Die Seilbahn führt von der U-Bahnstation Kienberg nach Berlin/Marzahn. Was waren die Anforderungen an die Bahn, warum hatte man sich für eine Seilbahn entschieden?

Die Seilbahn „Gärten der Welt“ wurde für die IGA 2017 geplant und gebaut. Im Vorfeld der IGA hatte man ein Konzept erarbeitet, wie die Besucher zur Ausstellung, also zum Eingang „Gärten der Welt“, in Marzahn gebracht werden sollten. Da Marzahn keine U-Bahn-Anbindung hat, wurden verschiedene Systeme geprüft, wie etwa Elektro-Busse, Roller, Parkplätze und Parkhäuser für Pkw und eben auch eine Seilbahn. Im Entscheidungsprozess hat sich dann herausgestellt, dass eine Seilbahn die schnellste, komfortabelste und leistungsstärkste Alternative ist, die Besucher von der U-Bahnstation Kienberg zum Eingang zu bringen. Deshalb fiel die Entscheidung für den Bau einer Seilbahn, der dann öffentlich ausgeschrieben wurde.

 

Was sind die wichtigsten Eckdaten der Bahn?
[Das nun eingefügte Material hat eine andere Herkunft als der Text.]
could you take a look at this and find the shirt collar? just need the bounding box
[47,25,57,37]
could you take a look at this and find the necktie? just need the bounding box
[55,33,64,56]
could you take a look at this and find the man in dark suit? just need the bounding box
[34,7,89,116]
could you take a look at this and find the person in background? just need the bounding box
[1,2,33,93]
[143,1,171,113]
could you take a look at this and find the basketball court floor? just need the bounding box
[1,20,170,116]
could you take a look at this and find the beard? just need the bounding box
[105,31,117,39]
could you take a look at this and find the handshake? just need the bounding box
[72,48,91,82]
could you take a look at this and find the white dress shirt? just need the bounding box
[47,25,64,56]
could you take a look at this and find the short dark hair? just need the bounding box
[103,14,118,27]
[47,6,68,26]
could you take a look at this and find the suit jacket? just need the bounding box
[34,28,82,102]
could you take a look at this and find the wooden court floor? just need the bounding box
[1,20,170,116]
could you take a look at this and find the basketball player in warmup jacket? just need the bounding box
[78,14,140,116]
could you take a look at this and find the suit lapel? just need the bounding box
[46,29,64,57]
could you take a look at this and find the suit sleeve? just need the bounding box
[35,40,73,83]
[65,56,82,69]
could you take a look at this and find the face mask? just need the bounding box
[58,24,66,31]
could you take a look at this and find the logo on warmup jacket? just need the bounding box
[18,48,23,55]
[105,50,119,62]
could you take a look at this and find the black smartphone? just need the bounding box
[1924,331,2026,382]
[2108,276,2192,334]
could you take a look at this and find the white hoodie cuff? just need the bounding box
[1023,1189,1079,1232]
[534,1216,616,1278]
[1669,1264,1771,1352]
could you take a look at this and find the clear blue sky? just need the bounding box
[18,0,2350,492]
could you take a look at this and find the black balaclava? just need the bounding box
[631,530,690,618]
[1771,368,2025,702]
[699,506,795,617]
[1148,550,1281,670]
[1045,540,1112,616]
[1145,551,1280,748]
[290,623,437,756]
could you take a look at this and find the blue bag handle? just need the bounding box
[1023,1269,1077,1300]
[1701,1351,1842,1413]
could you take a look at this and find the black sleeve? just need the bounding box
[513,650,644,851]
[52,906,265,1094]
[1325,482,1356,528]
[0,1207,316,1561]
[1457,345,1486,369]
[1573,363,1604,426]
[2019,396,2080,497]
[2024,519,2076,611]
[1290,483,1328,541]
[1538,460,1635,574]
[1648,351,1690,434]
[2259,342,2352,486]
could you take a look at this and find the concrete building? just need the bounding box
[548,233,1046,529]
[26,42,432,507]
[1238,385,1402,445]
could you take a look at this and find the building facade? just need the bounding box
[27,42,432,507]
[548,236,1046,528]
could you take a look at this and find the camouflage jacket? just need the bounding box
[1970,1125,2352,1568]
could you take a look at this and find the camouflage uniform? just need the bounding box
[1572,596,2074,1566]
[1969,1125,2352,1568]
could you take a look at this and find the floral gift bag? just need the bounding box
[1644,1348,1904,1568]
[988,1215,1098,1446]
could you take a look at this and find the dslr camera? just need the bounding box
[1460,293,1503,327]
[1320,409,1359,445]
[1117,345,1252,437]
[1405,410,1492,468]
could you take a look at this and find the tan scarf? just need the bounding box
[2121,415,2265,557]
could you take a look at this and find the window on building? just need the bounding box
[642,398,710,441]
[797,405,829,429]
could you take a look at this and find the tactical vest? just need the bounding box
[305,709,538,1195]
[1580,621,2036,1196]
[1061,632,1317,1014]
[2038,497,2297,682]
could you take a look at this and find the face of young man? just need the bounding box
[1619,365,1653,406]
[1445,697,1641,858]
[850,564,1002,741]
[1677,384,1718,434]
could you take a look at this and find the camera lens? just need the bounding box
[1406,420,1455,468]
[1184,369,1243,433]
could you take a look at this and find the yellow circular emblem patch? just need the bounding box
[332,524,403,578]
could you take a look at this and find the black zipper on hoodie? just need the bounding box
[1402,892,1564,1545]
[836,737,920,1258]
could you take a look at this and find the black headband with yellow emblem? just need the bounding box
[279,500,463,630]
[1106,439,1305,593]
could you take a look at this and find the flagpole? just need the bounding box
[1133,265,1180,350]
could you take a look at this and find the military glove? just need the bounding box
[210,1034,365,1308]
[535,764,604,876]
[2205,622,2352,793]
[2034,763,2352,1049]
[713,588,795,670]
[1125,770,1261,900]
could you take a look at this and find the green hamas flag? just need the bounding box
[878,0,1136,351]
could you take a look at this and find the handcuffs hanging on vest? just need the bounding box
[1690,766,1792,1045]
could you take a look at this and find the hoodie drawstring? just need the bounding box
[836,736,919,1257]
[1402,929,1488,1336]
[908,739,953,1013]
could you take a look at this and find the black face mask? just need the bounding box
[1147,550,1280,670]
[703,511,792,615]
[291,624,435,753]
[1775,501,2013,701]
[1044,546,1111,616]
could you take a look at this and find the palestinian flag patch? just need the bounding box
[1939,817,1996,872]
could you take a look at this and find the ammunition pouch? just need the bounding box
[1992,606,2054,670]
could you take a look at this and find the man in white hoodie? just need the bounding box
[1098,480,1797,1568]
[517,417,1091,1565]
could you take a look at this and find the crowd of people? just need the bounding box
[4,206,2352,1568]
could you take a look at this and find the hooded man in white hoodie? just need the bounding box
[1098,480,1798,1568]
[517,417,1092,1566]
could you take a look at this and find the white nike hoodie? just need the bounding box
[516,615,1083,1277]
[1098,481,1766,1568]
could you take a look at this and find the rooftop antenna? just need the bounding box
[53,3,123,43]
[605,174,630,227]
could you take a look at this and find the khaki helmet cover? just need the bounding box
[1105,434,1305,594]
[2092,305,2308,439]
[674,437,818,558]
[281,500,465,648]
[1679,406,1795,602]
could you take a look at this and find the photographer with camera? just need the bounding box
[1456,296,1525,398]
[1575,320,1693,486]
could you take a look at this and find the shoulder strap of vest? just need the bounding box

Die Länge der Strecke beträgt 1.560 m. Die Zustiegsstellen befinden sich in Hellersdorf gegenüber der U-Bahnstation, am Kienberg ist die Mittelstation und die Endstation wurde in Marzahn platziert, beim Zugang zu den „Gärten der Welt“. Insgesamt führt die Strecke über 8 Stützen, wobei die höchste Stütze rund 40 m hoch ist. Die Förderleistung beträgt 3.000 P/h bei einer Geschwindigkeit von 6 m/s. Die Garagierung der insgesamt 64 Kabinen befindet sich auf der Seite Marzahn bei den Gärten der Welt. Fünf der Kabinen haben als besondere Attraktion einen Glasboden, sodass man einen interessanten Blick auf das Areal unter der Bahn werfen kann.

GD10 „Gärten der Welt“ in Berlin. ©LEITNER

GD10 „Gärten der Welt“ in Berlin. ©LEITNER

„Ende 2022 wurde eine Verlängerung des Bahnbetriebs bis Ende 2033 beschlossen“

 

Wie lange war ursprünglich vorgesehen, die Bahn zu betreiben – wie ist der aktuelle Stand der Dinge?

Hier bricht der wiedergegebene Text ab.